We need to be careful to keep the main thing the main thing in our faith walks.  Abraham had it figured out: God promised, God is faithful, God provides; I will obey God in order to honor Him.  His goal was always honoring God.  He allowed God's ideas and loving character to dictate his worldview.  And he had passed this down to Isaac.  Do we follow suit and take God at His word in an effort to honor Him?  Or are we sometimes people who have our own little ideal universe constructed and we're just turning it in for God to stamp His approval on and push the paperwork forward for funding and self-approval?   Who is really "god" of your life?  Him with all the altars and detours or your heart with all its dreams of happiness?

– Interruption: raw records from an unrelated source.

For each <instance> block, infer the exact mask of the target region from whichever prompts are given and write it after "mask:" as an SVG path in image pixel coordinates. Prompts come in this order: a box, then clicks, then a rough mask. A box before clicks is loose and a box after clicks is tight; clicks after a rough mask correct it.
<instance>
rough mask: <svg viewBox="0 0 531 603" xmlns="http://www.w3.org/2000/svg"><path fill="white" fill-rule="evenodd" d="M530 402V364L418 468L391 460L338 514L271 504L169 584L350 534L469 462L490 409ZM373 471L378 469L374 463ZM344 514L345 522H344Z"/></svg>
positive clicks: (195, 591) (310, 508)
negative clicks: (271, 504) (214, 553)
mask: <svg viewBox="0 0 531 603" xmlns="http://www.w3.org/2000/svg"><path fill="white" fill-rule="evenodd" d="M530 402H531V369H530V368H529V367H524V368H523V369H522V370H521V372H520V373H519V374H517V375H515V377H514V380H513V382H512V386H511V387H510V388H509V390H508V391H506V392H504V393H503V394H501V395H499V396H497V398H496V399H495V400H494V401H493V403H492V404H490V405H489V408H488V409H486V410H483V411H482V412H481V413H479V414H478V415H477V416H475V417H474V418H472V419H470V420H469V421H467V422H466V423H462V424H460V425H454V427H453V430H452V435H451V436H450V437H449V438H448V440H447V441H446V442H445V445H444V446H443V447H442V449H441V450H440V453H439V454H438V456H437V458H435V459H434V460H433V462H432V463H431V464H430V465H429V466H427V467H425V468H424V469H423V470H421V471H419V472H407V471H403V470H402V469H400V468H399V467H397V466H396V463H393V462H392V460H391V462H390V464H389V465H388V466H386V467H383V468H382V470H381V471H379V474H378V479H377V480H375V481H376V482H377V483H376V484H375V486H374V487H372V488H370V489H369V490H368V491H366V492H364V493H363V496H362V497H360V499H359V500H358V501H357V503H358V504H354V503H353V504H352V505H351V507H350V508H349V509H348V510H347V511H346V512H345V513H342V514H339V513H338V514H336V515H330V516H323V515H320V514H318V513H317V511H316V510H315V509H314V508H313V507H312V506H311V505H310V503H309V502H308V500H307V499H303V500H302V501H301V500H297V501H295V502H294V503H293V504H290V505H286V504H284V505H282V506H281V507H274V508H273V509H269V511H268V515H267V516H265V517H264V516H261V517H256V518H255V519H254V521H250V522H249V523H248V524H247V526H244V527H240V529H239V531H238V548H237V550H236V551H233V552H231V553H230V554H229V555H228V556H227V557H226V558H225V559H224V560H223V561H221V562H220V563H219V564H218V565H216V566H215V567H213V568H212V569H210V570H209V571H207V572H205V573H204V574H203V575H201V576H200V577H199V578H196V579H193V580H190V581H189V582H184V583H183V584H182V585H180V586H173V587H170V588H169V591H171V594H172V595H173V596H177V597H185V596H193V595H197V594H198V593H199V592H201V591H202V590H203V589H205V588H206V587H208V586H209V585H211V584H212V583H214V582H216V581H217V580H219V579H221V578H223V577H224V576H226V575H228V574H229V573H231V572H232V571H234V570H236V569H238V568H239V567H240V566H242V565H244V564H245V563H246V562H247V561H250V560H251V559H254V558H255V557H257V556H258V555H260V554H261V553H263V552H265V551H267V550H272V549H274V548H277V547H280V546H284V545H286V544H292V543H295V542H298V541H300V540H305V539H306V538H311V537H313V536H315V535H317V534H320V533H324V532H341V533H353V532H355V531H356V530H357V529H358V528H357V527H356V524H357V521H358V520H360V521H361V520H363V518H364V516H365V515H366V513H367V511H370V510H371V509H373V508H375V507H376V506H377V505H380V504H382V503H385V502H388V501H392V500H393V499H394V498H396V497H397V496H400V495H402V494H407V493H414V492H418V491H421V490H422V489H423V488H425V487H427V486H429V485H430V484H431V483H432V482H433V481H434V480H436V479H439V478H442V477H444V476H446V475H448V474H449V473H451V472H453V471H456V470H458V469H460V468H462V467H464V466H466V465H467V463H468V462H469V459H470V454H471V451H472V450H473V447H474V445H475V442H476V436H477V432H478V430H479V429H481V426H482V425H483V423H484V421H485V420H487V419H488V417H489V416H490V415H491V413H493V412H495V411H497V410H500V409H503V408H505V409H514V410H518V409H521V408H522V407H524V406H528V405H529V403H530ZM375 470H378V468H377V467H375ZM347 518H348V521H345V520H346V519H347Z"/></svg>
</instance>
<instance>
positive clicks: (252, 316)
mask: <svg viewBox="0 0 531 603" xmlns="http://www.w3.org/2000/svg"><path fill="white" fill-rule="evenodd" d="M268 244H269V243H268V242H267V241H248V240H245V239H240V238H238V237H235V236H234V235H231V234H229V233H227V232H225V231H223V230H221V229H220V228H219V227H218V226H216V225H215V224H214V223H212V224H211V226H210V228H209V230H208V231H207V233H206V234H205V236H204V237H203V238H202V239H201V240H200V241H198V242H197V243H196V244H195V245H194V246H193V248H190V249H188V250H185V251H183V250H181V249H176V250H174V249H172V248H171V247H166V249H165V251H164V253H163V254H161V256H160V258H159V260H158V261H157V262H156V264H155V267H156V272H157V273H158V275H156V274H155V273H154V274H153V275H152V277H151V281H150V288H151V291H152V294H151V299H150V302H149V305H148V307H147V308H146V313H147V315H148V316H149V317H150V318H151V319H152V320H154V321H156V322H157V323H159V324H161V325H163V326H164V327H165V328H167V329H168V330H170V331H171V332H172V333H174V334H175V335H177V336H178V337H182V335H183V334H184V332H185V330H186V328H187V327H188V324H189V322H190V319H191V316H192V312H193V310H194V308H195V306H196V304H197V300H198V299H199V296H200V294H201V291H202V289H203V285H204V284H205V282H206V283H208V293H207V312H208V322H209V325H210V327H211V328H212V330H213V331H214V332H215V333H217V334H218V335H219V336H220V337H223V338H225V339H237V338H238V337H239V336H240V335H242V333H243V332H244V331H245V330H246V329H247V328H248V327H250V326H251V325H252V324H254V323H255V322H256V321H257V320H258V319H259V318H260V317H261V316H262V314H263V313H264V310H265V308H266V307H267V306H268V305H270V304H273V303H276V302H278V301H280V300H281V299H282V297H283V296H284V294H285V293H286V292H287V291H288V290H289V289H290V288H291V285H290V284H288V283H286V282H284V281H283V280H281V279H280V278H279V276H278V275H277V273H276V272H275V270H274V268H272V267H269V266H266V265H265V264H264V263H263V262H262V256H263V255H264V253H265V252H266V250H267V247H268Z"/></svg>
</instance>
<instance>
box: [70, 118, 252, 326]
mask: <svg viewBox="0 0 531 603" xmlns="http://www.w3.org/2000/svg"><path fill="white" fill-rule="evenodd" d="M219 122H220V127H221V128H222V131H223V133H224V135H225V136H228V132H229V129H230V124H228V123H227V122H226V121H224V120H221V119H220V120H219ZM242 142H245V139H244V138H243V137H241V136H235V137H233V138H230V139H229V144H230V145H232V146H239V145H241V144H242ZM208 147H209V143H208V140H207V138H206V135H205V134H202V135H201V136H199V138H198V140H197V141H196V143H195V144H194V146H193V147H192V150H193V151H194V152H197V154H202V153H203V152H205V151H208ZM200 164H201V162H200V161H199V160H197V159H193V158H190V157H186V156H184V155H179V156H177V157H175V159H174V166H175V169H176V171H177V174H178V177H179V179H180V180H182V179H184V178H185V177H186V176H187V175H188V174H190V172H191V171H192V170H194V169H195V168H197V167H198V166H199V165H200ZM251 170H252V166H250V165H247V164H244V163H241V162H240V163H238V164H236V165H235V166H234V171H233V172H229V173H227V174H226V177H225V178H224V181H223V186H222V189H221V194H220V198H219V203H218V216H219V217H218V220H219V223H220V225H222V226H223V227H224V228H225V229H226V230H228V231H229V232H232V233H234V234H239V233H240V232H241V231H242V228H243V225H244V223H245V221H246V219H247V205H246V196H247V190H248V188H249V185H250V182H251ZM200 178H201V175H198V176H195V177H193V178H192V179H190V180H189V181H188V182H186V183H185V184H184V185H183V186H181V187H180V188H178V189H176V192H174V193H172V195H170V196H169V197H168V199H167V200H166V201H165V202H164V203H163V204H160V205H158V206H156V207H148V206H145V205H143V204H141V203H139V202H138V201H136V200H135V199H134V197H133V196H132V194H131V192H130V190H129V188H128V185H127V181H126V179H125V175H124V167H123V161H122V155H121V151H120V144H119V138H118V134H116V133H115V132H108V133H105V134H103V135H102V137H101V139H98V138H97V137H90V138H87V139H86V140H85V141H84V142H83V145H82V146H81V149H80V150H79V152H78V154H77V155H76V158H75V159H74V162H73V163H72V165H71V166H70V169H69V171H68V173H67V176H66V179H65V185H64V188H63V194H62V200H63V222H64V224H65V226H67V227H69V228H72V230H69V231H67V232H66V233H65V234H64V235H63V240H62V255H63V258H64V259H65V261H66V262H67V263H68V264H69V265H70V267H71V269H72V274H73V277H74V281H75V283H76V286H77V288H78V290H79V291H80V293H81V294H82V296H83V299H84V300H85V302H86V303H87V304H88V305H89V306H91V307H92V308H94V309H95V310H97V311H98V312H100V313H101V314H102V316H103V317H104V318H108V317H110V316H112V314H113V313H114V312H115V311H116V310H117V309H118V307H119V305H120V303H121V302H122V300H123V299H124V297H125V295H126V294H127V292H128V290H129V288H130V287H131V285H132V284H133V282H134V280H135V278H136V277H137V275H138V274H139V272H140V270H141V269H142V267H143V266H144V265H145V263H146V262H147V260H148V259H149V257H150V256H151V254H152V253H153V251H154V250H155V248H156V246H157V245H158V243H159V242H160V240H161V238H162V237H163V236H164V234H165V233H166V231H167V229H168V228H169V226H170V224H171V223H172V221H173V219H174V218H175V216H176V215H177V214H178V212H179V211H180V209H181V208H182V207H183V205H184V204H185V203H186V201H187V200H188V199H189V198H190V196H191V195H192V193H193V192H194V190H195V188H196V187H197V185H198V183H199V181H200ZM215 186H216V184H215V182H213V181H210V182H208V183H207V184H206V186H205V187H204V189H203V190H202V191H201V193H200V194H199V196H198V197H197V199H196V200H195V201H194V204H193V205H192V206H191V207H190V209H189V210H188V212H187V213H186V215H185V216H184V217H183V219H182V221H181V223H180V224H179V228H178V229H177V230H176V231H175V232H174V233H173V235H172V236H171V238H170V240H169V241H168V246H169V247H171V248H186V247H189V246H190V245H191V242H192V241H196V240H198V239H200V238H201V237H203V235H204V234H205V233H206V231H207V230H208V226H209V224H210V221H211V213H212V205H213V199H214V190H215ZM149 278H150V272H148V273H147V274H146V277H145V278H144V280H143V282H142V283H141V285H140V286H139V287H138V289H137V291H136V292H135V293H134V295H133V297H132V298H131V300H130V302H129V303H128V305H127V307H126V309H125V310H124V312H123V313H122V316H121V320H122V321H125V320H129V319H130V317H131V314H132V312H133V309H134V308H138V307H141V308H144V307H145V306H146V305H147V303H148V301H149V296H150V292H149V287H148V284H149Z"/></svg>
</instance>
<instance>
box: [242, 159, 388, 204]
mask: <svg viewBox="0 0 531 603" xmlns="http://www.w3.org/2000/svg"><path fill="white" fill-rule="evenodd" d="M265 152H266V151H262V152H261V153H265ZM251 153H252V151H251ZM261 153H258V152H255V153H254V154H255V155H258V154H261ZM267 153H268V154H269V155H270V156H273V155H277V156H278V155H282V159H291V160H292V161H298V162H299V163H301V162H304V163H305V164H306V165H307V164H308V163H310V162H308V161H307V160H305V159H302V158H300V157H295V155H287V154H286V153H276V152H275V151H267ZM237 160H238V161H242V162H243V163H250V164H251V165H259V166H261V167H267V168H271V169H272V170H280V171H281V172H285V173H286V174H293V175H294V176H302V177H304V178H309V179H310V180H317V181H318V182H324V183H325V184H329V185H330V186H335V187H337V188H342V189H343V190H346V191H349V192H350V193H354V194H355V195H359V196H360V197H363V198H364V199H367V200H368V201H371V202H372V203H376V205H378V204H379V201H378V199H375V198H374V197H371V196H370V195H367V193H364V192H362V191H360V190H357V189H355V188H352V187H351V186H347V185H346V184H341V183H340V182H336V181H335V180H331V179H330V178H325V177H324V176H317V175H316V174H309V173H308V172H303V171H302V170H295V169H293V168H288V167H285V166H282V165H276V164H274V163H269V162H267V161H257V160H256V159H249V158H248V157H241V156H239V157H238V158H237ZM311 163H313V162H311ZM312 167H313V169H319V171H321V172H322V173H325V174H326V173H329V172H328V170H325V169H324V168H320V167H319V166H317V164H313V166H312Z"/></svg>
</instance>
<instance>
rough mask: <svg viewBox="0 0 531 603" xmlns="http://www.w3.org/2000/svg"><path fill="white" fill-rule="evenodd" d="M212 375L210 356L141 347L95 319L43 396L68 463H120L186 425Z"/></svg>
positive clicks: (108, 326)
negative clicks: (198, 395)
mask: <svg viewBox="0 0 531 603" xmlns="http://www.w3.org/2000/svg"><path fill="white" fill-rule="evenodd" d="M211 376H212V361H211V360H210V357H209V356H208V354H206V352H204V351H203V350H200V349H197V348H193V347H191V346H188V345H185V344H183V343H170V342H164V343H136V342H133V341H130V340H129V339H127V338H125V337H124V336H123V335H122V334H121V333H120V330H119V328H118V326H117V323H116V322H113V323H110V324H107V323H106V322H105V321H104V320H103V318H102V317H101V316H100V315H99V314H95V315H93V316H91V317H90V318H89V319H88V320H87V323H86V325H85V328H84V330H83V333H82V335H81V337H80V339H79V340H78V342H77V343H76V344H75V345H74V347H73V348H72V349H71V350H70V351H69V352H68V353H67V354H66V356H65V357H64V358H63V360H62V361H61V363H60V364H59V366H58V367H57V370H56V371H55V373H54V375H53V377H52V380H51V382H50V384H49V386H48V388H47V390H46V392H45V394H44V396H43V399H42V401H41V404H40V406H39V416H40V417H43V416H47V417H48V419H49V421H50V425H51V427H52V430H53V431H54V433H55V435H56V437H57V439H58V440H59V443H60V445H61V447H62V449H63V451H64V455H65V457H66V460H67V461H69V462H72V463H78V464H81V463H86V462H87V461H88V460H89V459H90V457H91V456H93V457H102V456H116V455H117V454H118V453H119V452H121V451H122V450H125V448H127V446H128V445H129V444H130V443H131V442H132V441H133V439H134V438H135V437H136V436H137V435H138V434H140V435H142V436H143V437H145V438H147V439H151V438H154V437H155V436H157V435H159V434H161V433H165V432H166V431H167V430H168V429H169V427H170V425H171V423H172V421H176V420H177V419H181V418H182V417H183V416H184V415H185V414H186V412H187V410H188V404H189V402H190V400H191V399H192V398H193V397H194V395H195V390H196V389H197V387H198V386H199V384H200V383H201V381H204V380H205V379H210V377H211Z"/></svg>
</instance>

Pain, betrayal, and suffering push us to look inward -- it's a defense mechanism God gave us to survive physical and emotional injuries.  The hope of glory and eternal life with Jesus pushes us to keep looking for Him, even when it's difficult.  I don't mean to dismiss very real hurt.  Both are true: this hurts AND God is near, He knows, He sees, He loves, He cares, and He will not forsake you.  Let your pain point you to the Healer, the Redeemer, the Lamb of God, and the hope for our future.  It comes down to trusting God to be faithful and sovereign, or forsaking faith altogether.  If we try to freeze in the middle, the tension will simply be too much to bear.
Friends, He really does "work all things together for the GOOD of those who love Him" (Romans 8:28) even if we can't see it yet.  I am living proof and so is Isaac.  And if today's situation doesn't pan out how you hope, either it's not finished yet, or God will redeem the loss elsewhere.  He is faithful unto Himself.  Trust Him -- He cannot fail.